Abstract Background: Severe fever with thrombocytopenia syndrome virus (SFTSV) is a newly emerged virus that possesses a great threat to human health because of the high fatality rate. Method: To develop sensitive and specific sero-diagnosis systems for SFTSV infections, monoclonal antibodies (MAbs) against recombinant SFTSV nucleocapsid (rSFTSV-N) protein were developed by immunizing BALB/C mice with rSFTSV-N protein and fusing the spleen cells with SP2/0 myeloma cells. Three hybridoma cell lines secreting MAbs against rSFTSV-N were obtained. MAb based IgG sandwich enzyme linked immunosorbent assay (ELISA) and IgM capture ELISA systems were established by using the newly developed MAbs. One hundred fifteen clinical suspected SFTS patient serum samples were used to evaluate the newly established systems by comparing with the total antibody detecting sandwich ELISA system and indirect ELISA systems.

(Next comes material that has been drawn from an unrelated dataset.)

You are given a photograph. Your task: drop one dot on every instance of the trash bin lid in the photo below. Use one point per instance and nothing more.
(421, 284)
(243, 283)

Results: The MAb based sandwich IgG ELISA was perfectly matched with that of the total antibody sandwich ELISA and the indirect IgG ELISA with a sensitivity and specificity of 100%. IgM capture ELISA results perfectly matched with that of the total antibody sandwich ELISA while was more sensitive comparing with the indirect IgM ELISA. Conclusions: The MAbs against rSFTSV-N protein offer new tools for SFTSV studies and our newly developed MAb-based IgG and IgM capture ELISA systems would offer safe and useful tools for diagnosis of SFTS virus infections and epidemiological investigations.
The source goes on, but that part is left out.